If we allowed unbound readahead via WILLNEED or readahead(2), then
a user can DOS the storage and/or the memory allocation subsystem
very easily.

In a previous attempt to revert the current WILLNEED readahead
bounding behaviour changes, Linus said this:

"It's just that historically we've had
some issues with people over-doing readahead (because it often helps
some made-up microbenchmark), and then we end up with latency issues
when somebody does a multi-gigabyte readahead... Iirc, we had exactly
that problem with the readahead() system call at some point (long
ago)."

https://lore.kernel.org/linux-mm/CA+55aFy8kOomnL-C5GwSpHTn+g5R7dY78C9=h-J_Rb_u=iASpg@mail.gmail.com/

Elsewhere in a different thread for a different patchset to try to
revert this readahead behaviour, Linus ranted about how it allowed
unbound, unkillable user controlled readahead for 64-bit data
lengths.

Fundamentally, readahead is not functionality we want to expose
directly to user control. MADV_POPULATE_* is a different in that it
isn't actually readahead - it works more like normal sequential user
page fault access. It is interruptable, it can fail due to ENOMEM or
OOM-kill, it can fail on IO errors, etc. IOWs, The MADV_POPULATE
functions are what the application should be using, not trying to
hack WILLNEED to do stuff that MADV_POPULATE* already does in a
better way...

> > Please read the commit message for commit 4ca9b3859dac ("mm/madvise:
> > introduce MADV_POPULATE_(READ|WRITE) to prefault page tables"). It
> > has some relevant commentary on why MADV_WILLNEED could not be
> > modified to meet the pre-population requirements of the applications
> > that required this pre-population behaviour from the kernel.
> > 
> > With this, I suspect that the application needs to be updated to
> > use MADV_POPULATE_READ rather than MADV_WILLNEED, and then we can go
> > back and do some analysis of the readahead behaviour of the
> > application and the MADV_POPULATE_READ operation. We may need to
> > tweak MADV_POPULATE_READ for large readahead IO, but that's OK
> > because it's no longer "optimistic speculation" about whether the
> > data is needed in cache - the operation being performed guarantees
> > that or it fails with an error. IOWs, MADV_POPULATE_READ is
> > effectively user data IO at this point, not advice about future
> > access patterns...
> 
> BTW, in this report, MADV_WILLNEED is used by java library[1], and I
> guess it could be difficult to update to MADV_POPULATE_READ.

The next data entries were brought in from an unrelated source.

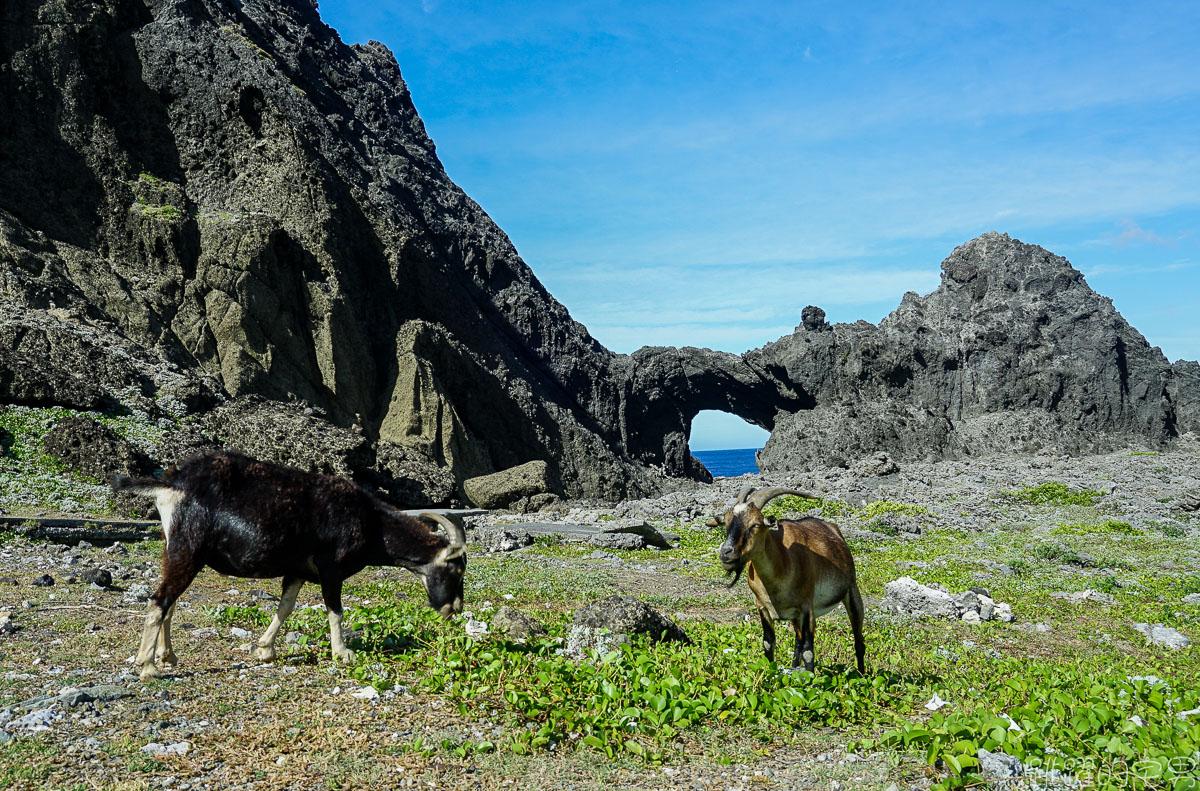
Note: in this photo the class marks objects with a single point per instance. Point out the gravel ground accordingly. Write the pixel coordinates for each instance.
(75, 715)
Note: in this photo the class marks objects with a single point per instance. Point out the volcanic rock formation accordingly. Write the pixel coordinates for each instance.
(209, 203)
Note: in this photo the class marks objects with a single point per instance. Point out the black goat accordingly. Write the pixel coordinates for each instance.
(251, 519)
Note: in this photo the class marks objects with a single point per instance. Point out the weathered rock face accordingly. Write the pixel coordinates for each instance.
(204, 201)
(233, 191)
(94, 449)
(1012, 353)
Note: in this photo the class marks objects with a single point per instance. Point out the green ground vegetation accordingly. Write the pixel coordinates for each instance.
(30, 479)
(1073, 699)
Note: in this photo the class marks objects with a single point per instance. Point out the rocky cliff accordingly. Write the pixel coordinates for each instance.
(227, 196)
(208, 208)
(1011, 354)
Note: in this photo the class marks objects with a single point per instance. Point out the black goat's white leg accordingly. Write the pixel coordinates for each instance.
(768, 635)
(805, 627)
(165, 655)
(331, 592)
(177, 574)
(265, 651)
(853, 603)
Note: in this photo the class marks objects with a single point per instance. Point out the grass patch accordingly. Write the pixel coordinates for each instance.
(1108, 527)
(1055, 493)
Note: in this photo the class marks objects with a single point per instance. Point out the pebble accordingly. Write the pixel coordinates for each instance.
(157, 748)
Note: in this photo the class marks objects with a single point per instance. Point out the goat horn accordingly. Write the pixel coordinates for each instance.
(454, 529)
(765, 496)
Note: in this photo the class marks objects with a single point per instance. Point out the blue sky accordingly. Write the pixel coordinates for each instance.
(696, 173)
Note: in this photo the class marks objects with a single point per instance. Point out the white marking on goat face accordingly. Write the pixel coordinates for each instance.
(449, 553)
(167, 499)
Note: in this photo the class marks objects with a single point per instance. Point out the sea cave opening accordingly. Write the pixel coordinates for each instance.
(725, 443)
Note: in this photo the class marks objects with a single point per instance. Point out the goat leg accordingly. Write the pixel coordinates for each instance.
(265, 649)
(853, 603)
(804, 628)
(165, 655)
(768, 635)
(331, 592)
(177, 574)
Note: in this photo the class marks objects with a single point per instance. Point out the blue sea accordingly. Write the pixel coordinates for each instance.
(727, 463)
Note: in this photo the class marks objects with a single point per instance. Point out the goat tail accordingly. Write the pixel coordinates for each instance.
(148, 486)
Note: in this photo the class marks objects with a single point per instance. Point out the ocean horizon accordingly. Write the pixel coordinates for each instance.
(730, 462)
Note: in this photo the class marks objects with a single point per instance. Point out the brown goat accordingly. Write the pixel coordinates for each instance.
(797, 570)
(252, 519)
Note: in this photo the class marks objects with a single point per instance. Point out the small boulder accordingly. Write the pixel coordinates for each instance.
(622, 616)
(99, 577)
(507, 486)
(498, 539)
(1161, 635)
(515, 624)
(1079, 597)
(876, 466)
(999, 766)
(911, 598)
(618, 541)
(649, 535)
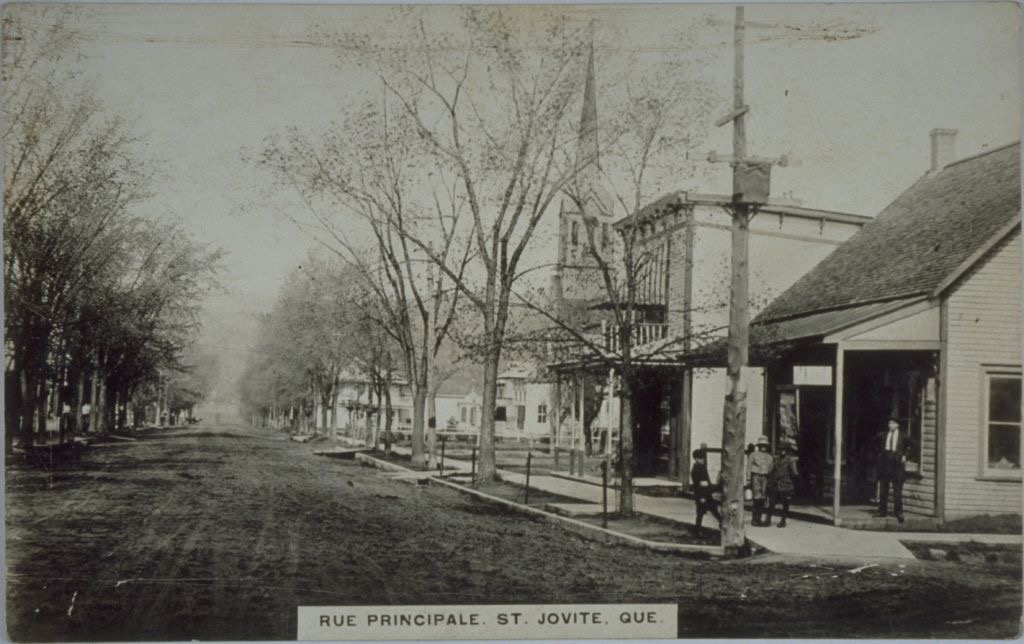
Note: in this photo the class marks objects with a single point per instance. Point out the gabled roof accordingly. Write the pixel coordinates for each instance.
(918, 242)
(673, 202)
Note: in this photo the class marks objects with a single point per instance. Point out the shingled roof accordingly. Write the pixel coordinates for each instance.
(916, 242)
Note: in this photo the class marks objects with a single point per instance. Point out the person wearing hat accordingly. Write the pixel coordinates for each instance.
(704, 491)
(760, 468)
(781, 482)
(895, 445)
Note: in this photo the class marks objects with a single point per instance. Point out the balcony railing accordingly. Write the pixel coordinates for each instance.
(643, 333)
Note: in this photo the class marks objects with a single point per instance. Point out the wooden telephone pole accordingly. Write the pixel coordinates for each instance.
(750, 189)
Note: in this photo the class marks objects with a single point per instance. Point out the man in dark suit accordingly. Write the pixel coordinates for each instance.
(891, 468)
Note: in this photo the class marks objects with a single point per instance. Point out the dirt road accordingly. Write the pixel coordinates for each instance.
(220, 532)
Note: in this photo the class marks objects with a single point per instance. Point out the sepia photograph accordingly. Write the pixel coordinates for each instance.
(529, 322)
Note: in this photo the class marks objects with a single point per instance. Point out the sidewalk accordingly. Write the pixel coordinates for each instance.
(800, 538)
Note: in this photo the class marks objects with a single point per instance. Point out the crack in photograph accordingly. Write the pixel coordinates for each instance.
(512, 322)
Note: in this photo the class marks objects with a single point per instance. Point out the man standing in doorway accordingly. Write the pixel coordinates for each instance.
(891, 469)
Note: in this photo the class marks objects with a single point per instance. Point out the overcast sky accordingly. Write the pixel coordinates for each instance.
(206, 85)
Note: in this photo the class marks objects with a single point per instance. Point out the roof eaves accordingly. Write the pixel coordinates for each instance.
(981, 154)
(975, 257)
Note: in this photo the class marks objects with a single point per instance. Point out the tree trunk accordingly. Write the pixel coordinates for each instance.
(93, 399)
(387, 416)
(99, 412)
(27, 420)
(122, 410)
(325, 401)
(626, 456)
(419, 406)
(40, 414)
(487, 466)
(334, 413)
(11, 404)
(79, 401)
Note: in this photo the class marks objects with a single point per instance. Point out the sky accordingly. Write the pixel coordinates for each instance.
(206, 86)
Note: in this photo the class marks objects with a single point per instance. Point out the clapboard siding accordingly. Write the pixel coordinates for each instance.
(983, 322)
(919, 494)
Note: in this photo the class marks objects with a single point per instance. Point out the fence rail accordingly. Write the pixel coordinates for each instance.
(643, 333)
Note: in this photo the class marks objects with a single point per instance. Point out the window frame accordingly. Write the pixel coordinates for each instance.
(988, 372)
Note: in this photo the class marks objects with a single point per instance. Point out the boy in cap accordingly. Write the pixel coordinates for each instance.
(761, 466)
(781, 483)
(702, 489)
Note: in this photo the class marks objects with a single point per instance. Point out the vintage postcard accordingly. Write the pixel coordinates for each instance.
(512, 323)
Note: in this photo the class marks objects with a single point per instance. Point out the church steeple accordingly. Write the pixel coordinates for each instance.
(587, 148)
(578, 275)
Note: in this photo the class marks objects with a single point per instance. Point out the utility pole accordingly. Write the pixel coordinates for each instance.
(434, 303)
(750, 188)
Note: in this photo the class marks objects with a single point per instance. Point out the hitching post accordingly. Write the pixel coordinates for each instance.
(529, 462)
(604, 494)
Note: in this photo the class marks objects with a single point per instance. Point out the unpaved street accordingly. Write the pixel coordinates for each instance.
(221, 532)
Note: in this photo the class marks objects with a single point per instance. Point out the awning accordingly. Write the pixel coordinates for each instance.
(770, 338)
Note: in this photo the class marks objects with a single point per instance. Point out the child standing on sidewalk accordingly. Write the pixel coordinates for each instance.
(761, 466)
(702, 489)
(781, 483)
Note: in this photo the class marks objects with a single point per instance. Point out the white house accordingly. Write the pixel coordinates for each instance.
(918, 316)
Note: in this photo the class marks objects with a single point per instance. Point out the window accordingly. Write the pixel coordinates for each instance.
(1003, 424)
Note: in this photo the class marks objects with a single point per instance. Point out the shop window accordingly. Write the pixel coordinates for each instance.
(908, 389)
(1003, 424)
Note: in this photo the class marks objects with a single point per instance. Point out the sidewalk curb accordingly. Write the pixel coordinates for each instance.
(580, 527)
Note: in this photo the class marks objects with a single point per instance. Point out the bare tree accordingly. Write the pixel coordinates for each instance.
(494, 113)
(657, 121)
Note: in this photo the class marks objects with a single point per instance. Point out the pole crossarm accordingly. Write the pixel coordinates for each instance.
(714, 157)
(732, 116)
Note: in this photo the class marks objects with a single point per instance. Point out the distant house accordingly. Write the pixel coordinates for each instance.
(521, 406)
(918, 315)
(682, 300)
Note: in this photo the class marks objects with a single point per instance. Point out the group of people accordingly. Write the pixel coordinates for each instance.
(771, 480)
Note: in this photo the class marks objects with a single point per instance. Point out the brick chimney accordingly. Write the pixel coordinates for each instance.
(943, 147)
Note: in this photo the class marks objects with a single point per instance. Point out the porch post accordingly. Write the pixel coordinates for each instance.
(685, 429)
(582, 445)
(573, 423)
(609, 395)
(557, 411)
(838, 456)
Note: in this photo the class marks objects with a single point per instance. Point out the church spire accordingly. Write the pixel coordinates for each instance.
(587, 149)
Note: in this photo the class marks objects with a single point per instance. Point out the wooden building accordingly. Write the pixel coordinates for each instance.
(918, 315)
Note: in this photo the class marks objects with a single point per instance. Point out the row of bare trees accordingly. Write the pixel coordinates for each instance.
(453, 171)
(324, 332)
(100, 303)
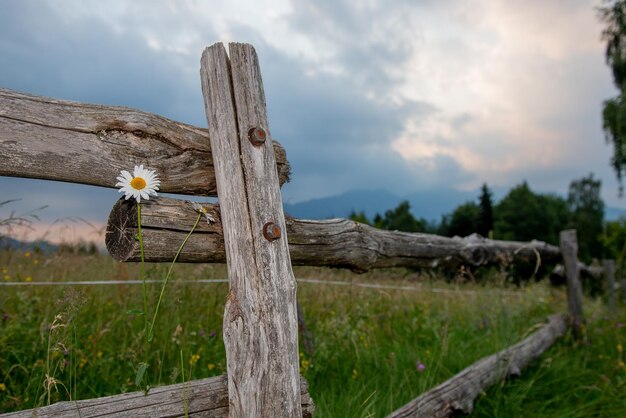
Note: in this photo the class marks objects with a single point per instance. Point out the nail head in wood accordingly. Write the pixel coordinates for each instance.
(271, 231)
(257, 136)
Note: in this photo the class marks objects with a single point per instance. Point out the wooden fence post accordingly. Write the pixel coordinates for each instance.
(260, 320)
(569, 250)
(609, 280)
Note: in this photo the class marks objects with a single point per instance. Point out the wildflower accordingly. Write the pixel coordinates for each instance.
(142, 183)
(194, 359)
(201, 209)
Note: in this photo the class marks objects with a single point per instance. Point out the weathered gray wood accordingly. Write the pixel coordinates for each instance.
(459, 392)
(332, 242)
(260, 320)
(586, 272)
(52, 139)
(611, 294)
(205, 398)
(569, 250)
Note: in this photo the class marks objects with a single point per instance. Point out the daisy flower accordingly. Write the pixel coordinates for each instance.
(142, 183)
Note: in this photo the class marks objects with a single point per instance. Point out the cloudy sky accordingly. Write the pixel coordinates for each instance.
(380, 94)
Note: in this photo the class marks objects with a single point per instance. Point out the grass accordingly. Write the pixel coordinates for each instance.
(76, 342)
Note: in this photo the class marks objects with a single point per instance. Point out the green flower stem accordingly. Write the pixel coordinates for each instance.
(143, 275)
(169, 272)
(182, 369)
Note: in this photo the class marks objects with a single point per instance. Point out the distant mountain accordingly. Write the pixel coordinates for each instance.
(340, 206)
(429, 204)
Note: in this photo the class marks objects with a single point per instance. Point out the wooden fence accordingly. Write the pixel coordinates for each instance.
(237, 160)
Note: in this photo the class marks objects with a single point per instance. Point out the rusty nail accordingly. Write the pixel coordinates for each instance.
(257, 136)
(271, 231)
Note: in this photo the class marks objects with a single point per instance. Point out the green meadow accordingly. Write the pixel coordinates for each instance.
(367, 351)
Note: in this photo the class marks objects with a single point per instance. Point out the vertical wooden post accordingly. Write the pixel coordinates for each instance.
(569, 251)
(260, 320)
(609, 280)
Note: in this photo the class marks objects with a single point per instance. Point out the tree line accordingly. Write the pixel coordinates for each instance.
(522, 215)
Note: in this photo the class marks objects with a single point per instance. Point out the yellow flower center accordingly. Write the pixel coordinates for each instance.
(138, 183)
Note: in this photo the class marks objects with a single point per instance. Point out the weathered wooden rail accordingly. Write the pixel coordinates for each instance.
(332, 242)
(203, 397)
(51, 139)
(237, 160)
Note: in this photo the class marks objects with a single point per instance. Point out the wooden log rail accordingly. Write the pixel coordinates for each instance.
(53, 139)
(333, 242)
(459, 392)
(204, 398)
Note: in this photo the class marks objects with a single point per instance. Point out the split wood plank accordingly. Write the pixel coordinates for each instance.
(260, 319)
(51, 139)
(459, 392)
(569, 250)
(611, 292)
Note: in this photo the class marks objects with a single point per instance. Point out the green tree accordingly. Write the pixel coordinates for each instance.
(523, 215)
(614, 110)
(464, 220)
(359, 217)
(587, 215)
(484, 224)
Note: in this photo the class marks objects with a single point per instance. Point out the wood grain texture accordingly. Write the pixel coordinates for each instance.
(569, 250)
(457, 394)
(260, 319)
(52, 139)
(611, 291)
(205, 398)
(332, 242)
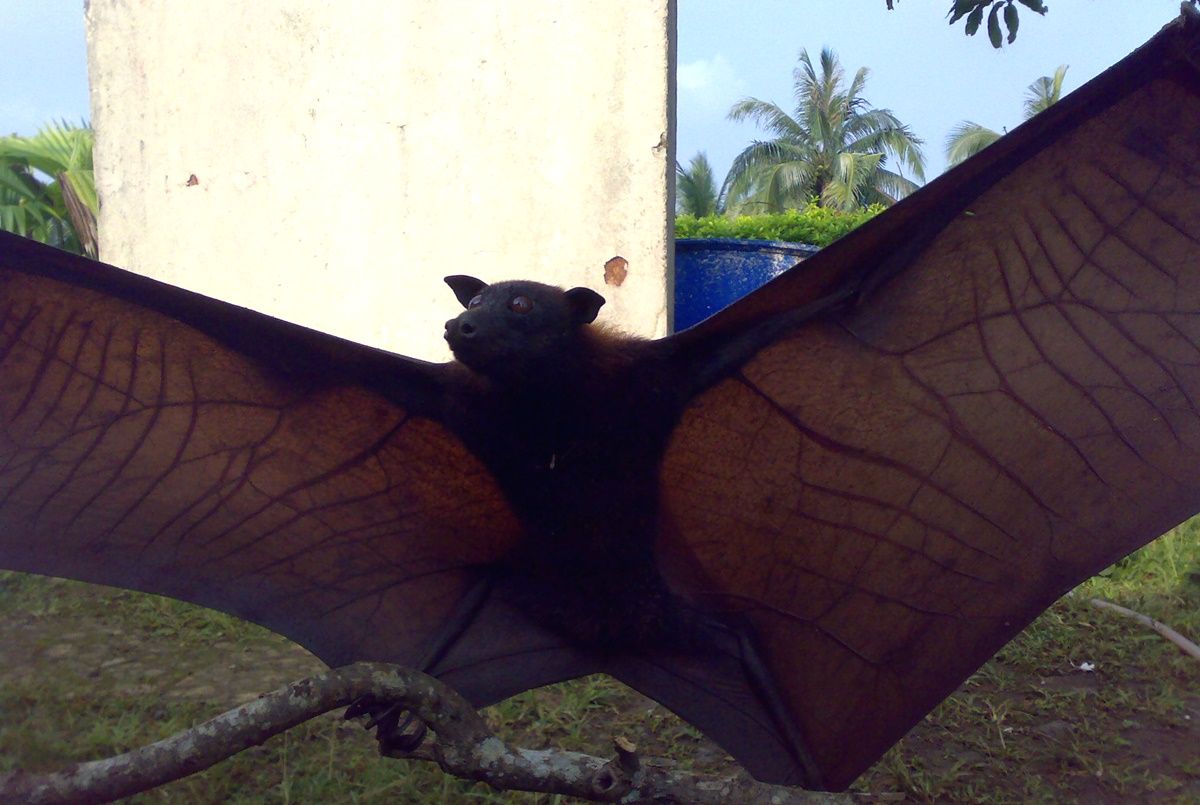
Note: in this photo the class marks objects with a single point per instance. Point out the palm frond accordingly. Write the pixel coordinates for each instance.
(1044, 92)
(696, 187)
(966, 139)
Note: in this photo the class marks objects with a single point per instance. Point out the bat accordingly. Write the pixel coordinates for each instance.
(798, 524)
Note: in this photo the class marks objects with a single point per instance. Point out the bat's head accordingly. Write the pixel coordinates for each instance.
(510, 329)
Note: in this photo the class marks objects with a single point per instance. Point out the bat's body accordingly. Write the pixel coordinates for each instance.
(799, 524)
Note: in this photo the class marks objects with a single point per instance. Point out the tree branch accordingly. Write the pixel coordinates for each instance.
(1187, 646)
(465, 748)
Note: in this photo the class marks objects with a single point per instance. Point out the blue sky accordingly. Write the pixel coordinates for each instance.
(929, 73)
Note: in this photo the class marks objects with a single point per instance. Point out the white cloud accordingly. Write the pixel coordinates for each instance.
(712, 84)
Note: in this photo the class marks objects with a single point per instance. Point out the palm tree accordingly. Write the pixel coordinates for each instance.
(47, 187)
(696, 188)
(834, 148)
(969, 138)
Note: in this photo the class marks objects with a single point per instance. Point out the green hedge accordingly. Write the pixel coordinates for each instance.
(814, 224)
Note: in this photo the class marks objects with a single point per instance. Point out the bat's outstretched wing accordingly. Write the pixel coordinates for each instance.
(891, 494)
(159, 440)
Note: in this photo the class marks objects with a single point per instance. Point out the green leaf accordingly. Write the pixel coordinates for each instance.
(961, 7)
(994, 26)
(973, 20)
(1012, 20)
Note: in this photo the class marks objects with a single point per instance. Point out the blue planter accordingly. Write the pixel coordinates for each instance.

Yes, but that's not an upstream kernel code development problem.
That's a problem for the people paying $$$$$ to their software
vendor to sort out.

-Dave.
David Hildenbrand Jan. 30, 2024, 10:43 a.m. UTC | #20
On 29.01.24 23:46, Mike Snitzer wrote:
> On Mon, Jan 29 2024 at  5:12P -0500,
> Dave Chinner <david@fromorbit.com> wrote:
> 
>> On Mon, Jan 29, 2024 at 12:19:02PM -0500, Mike Snitzer wrote:
>>> While I'm sure this legacy application would love to not have to
>>> change its code at all, I think we can all agree that we need to just
>>> focus on how best to advise applications that have mixed workloads
>>> accomplish efficient mmap+read of both sequential and random.
>>>
>>> To that end, I heard Dave clearly suggest 2 things:
>>>
>>> 1) update MADV/FADV_SEQUENTIAL to set file->f_ra.ra_pages to
>>>     bdi->io_pages, not bdi->ra_pages * 2
>>>
>>> 2) Have the application first issue MADV_SEQUENTIAL to convey that for
>>>     the following MADV_WILLNEED is for sequential file load (so it is
>>>     desirable to use larger ra_pages)
>>>
>>> This overrides the default of bdi->ra_pages and _should_ provide the
>>> required per-file duality of control for readahead, correct?
>>
>> I just discovered MADV_POPULATE_READ - see my reply to Ming
>> up-thread about that. The applicaiton should use that instead of
>> MADV_WILLNEED because it gives cache population guarantees that
>> WILLNEED doesn't. Then we can look at optimising the performance of
>> MADV_POPULATE_READ (if needed) as there is constrained scope we can
>> optimise within in ways that we cannot do with WILLNEED.
> 
> Nice find! Given commit 4ca9b3859dac ("mm/madvise: introduce
> MADV_POPULATE_(READ|WRITE) to prefault page tables"), I've cc'd David
> Hildenbrand just so he's in the loop.

Thanks for CCing me.

MADV_POPULATE_READ is indeed different; it doesn't give hints (not 
"might be a good idea to read some pages" like MADV_WILLNEED documents), 
it forces swapin/read/.../.

In a sense, MADV_POPULATE_READ is similar to simply reading one byte 
from each PTE, triggering page faults. However, without actually reading 
from the target pages.

MADV_POPULATE_READ has a conceptual benefit: we know exactly how much 
memory user space wants to have populated (which range). In contrast, 
page faults contain no such hints and we have to guess based on 
historical behavior. One could use that range information to *not* do 
any faultaround/readahead when we come via MADV_POPULATE_READ, and 
really only popoulate the range of interest.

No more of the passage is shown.